Specialisation is perhaps increasingly important in 2023 with the return of inflation since the cost of money is greater, and any deployment of working capital needs to comfortably beat cash returns for trading to be worthwhile.
My business is all about buying well, about building stock. It’s about creating a position of power with your stock holding so that you are buying the best wines that you can possibly buy at the best prices you possibly can and that is difficult to do if you haven’t got the right inventory management system.
The hybrid proposition-shaper
In practice more of the fine wine market is moving to a blended model to benefit from the value that each model can deliver.
This approach optimises use of working capital, fuels business growth and provides choice to clients, especially where next day delivery isn’t a priority.
Fit-for-purpose technology to support the hybrid model is essential, to differentiate stock ownership, to determine what goes into the balance sheet and what doesn’t, to systemise the ordering process through back to back generation of supplier purchase orders triggered by the raising of sales orders, and to manage delivery estimates and supply chain.
Are collectors unconscious power brokers?

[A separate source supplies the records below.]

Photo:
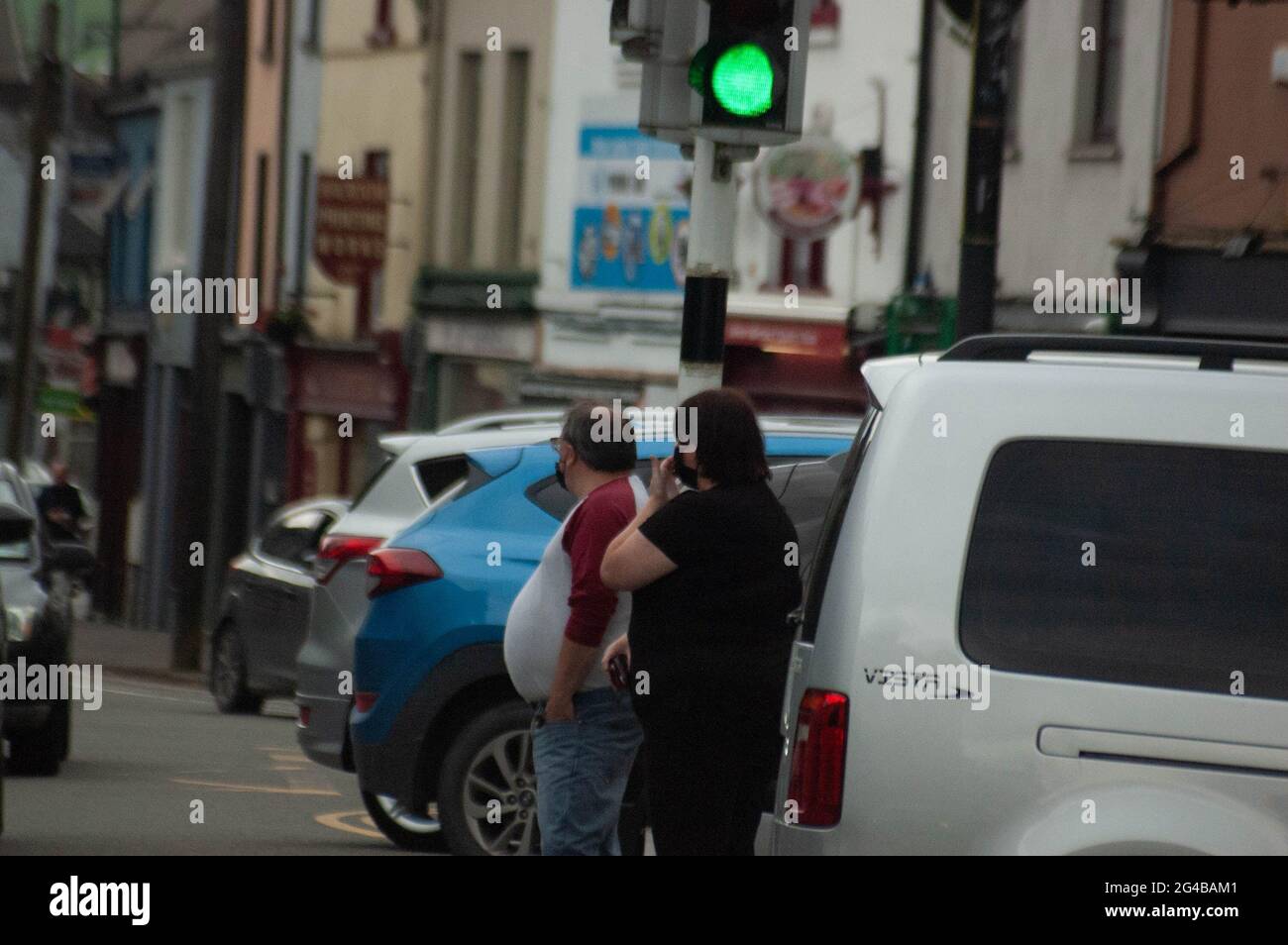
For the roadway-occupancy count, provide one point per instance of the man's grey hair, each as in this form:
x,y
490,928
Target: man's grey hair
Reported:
x,y
581,428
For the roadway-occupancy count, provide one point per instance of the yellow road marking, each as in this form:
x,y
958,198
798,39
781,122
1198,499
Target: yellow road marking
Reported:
x,y
257,788
336,823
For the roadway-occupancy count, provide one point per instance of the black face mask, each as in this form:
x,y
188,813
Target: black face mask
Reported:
x,y
688,476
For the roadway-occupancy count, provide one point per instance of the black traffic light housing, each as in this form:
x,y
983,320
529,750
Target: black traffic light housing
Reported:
x,y
751,69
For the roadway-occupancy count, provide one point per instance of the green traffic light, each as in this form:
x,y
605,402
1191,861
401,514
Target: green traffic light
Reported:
x,y
743,80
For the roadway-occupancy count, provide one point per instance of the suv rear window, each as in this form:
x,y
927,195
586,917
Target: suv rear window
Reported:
x,y
1157,566
439,475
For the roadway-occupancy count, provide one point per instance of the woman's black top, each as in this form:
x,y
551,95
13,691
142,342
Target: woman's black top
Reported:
x,y
720,617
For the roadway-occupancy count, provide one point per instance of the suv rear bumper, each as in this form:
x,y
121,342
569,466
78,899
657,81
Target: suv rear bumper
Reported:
x,y
393,764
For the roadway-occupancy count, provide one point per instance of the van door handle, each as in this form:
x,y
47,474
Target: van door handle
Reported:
x,y
1122,746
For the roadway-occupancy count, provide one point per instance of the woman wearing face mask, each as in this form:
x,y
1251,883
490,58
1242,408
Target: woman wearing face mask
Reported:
x,y
713,577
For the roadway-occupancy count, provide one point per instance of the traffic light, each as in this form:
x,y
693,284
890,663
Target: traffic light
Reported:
x,y
751,71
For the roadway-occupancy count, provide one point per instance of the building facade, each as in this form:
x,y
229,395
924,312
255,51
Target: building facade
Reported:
x,y
1081,149
1214,259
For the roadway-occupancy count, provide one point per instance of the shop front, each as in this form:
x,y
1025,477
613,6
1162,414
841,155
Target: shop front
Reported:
x,y
794,365
343,398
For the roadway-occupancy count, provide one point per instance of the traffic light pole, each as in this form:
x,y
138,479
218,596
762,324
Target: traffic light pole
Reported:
x,y
709,262
30,301
977,273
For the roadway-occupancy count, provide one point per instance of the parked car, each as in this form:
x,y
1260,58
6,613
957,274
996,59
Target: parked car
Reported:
x,y
436,718
39,627
420,472
265,613
16,525
1078,544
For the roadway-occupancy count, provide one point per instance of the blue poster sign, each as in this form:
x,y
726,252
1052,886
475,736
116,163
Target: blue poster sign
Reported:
x,y
631,213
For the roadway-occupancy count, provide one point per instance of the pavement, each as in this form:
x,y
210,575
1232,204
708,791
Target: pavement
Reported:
x,y
156,769
130,652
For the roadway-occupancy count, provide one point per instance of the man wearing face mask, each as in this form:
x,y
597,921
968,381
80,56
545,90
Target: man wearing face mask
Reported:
x,y
585,733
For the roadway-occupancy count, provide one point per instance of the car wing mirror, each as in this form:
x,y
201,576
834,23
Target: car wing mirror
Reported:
x,y
16,524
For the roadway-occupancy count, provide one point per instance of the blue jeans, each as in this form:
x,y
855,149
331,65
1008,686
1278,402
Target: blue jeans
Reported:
x,y
583,766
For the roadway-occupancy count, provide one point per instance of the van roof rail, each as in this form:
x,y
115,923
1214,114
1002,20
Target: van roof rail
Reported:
x,y
1212,355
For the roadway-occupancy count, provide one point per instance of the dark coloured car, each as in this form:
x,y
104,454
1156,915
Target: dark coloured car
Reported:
x,y
266,608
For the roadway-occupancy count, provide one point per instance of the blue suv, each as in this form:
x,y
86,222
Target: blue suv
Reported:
x,y
436,721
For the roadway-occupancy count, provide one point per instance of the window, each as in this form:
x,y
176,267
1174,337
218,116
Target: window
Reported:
x,y
259,262
803,264
269,30
372,286
464,161
295,538
513,142
313,39
1188,582
181,168
1100,78
18,550
1014,68
301,232
384,34
438,476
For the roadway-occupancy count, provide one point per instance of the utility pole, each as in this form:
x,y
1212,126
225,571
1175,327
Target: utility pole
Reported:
x,y
977,274
29,309
201,492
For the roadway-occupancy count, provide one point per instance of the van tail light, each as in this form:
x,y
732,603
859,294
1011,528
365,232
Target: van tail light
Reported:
x,y
398,568
818,757
338,550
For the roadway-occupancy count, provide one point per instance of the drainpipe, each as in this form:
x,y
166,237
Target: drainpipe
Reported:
x,y
423,408
1194,125
921,145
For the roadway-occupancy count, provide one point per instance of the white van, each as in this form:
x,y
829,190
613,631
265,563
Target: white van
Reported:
x,y
1048,612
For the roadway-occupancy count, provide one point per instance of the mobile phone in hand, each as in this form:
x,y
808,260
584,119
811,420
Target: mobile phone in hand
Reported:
x,y
618,671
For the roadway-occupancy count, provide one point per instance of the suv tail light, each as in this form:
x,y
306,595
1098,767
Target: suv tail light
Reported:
x,y
818,757
336,550
397,568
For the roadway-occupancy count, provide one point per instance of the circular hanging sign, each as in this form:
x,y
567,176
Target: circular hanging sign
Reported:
x,y
807,188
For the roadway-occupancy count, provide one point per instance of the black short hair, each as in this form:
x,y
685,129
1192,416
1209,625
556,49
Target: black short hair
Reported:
x,y
730,448
584,429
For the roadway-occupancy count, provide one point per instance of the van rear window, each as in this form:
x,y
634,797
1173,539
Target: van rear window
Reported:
x,y
1157,566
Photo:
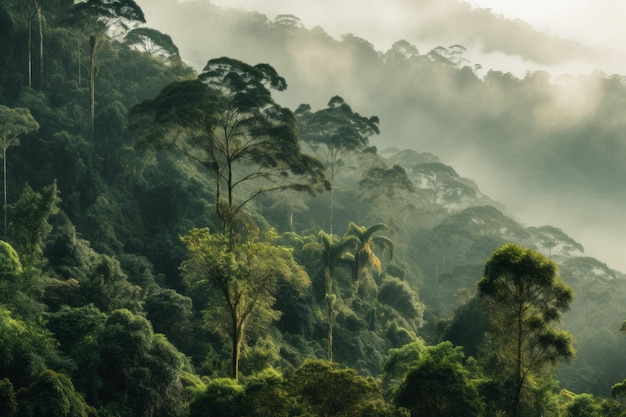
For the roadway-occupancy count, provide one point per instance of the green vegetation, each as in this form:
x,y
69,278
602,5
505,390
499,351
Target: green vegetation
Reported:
x,y
164,250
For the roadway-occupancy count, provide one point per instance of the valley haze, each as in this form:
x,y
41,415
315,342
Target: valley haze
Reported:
x,y
552,171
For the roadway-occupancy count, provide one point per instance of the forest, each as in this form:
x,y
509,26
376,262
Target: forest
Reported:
x,y
179,242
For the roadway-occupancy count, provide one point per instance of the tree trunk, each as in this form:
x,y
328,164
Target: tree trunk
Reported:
x,y
4,177
330,209
93,43
236,349
30,54
40,24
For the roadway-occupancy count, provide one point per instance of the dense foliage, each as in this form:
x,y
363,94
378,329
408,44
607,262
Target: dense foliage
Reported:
x,y
166,250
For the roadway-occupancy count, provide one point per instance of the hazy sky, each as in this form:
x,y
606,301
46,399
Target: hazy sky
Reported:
x,y
593,23
573,36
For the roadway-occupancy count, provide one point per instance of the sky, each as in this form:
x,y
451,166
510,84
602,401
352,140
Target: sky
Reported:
x,y
593,23
573,36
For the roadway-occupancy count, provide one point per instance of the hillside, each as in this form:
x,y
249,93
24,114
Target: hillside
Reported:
x,y
133,234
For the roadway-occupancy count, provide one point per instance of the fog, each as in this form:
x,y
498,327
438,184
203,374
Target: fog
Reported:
x,y
549,146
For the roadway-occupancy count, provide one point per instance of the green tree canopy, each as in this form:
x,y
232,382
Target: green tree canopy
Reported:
x,y
228,123
334,132
524,296
14,122
239,282
440,385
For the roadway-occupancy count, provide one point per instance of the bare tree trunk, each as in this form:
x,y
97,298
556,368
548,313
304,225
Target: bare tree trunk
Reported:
x,y
40,24
30,54
4,175
93,43
236,349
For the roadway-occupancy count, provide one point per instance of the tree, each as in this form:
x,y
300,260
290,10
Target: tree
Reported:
x,y
10,271
365,255
440,385
332,254
228,123
53,394
385,191
524,296
99,17
141,371
446,185
328,389
154,43
332,133
14,122
239,282
29,221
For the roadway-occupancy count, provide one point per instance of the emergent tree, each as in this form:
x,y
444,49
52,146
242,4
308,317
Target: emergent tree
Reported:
x,y
14,122
238,282
524,296
332,133
98,17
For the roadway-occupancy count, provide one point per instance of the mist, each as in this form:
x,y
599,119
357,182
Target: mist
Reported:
x,y
535,119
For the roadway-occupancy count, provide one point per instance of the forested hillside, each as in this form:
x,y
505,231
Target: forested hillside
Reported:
x,y
181,242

Against the backdrop of a move to low margin/ low stockholding on the one hand, increasing specialisation among stockholders on the other, and rising bank rates, the question has to be asked: are collectors in a stronger position than they realise to fill the stockholding inventory gap?
The last 20 years’ economics have been favourable to collectors. The cost of capital has been low and a great deal of investor money is looking for a home with a purpose and a stable return.
Individually, top collectors hold more stock than most merchants. There are a lot more large collections than you might imagine. Collectors buy more wine than they consume, so their collections mature, at which point the opportunity presents to become providers of virtual stock.
Of course a substantial part of the secondary market is already represented by the consignment or broking of collector wines held in storage. We know of at least one, once-dominant, stockholder merchant who buys very little these days, because they have so much client stored wine that they’re able to leverage.
However as the low cost, low inventory model develops, and as the two archetypes begin to break down into a blend of sourcing strategies in the search for market differentiation, the collector-stockholder could end up with rather more market power than they realise.
Will collectors be the salt and pepper of virtual inventories, providing mature stocks and interest by which differentiation can be achieved?
Industry-specific technology is key to success
Regardless of the business model, the anchor to facilitate success is industry-specific software, built to systematically support these models through the use of multi-threaded inventory management, flexible workflow management and market connectivity.
Wine Hub client James Sowden, operator of Cavendish Wine, is firmly in the camp of there being power in stockholding if you have the technology to support your stock buying and selling strategy. “My business is all about buying well, about building stock. It’s about creating a position of power with your stock holding so that you are buying the best wines that you can possibly buy at the best prices you possibly can and that is difficult to do if you haven’t got the right inventory management system.” James further elaborates, “Having a huge amount of stock meant needing a system that could enable us to manage our purchase orders, sales orders, inventory management and warehouse communication as easily as possible.”
For Stuart Dale, operating a virtual stock model is what Crop & Vine is all about. “The idea of creating a high-tech, high-touch model (a phrase coined from the financial world) and the ultimate brokerage model is what we really wanted to achieve. We’re using technology to make sense of this leviathan of information and data, understand the market, give our clients the tools to be able to make sensible buying decisions and present them with unbiased buying opportunities. We wanted something that was essentially a one-stop-shop for all of our supplier and client stock management, inventory management and invoicing.”